An Updated Indirect Comparison of Elranatamab Versus a Real-World External Control Arm in Triple-Class Refractory Multiple Myeloma.

Purpose: Elranatamab is a BCMAxCD3 bispecific antibody approved for the treatment of relapsed/refractory multiple myeloma (RRMM). The registrational Phase 2 MagnetisMM-3 (NCT04649359) trial was single-armed; the aim of this indirect comparison was to contextualize the efficacy of the most recent 28.4-month follow-up data cut from this trial, allowing for more mature data, with real-world data serving as an external control.

Patients And Methods: We conducted a retrospective cohort study to indirectly compare the efficacy observed in the elranatamab arm of MagnetisMM-3 Cohort A (BCMA-naïve; N=123) from the March 26, 2024 data cut with COTA, a US-based oncology electronic health record database, as an external control.
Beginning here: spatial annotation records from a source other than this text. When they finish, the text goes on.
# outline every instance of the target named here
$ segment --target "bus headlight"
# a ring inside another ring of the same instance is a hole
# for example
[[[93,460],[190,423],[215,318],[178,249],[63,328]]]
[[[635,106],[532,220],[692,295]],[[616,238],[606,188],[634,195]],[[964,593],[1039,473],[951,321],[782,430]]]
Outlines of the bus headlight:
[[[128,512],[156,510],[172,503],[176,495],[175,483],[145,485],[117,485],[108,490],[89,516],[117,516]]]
All MM patients with triple-class refractory disease who initiated a new line of therapy (representing real-world physician's choice) between November 2015 and August 2023 in the COTA database were included. MagnetisMM-3 inclusion (eg, ≥18 years, measurable disease within 90 days of the index, Eastern Cooperative Oncology Group [ECOG] ≤ 2) and exclusion criteria (eg, plasma cell leukemia, smoldering MM) were applied to obtain comparable patient populations across sources. The elranatamab cohort was compared with the physician's choice cohort on progression-free survival (PFS), overall survival (OS), and duration of response (DOR) using Cox proportional hazard models implementing inverse probability of treatment weighting to adjust for any remaining imbalances on confounding variables.
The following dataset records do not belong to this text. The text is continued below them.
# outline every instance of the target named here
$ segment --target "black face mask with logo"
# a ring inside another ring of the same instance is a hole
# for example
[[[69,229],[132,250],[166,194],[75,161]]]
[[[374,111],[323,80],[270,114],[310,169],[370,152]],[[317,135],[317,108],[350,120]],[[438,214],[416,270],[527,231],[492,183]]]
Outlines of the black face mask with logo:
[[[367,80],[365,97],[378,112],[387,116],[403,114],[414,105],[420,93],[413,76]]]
Results: N=123 patients treated with elranatamab were compared with 577 patients treated with real-world physicians' choice of therapy. Compared with physician's choice, elranatamab significantly improved PFS (HR = 0.38 [0.22, 0.65], p<0.05), OS (HR = 0.58 [0.35, 0.96], p<0.05), and DOR (HR = 0.16 [0.07, 0.34], p<0.05).

Conclusion: In this comparison of patients from the MagnetisMM-3 trial and real-world patients who resemble those from the trial, patients treated with elranatamab exhibited significantly better clinical outcomes compared with treatments currently used in real-world clinical practice.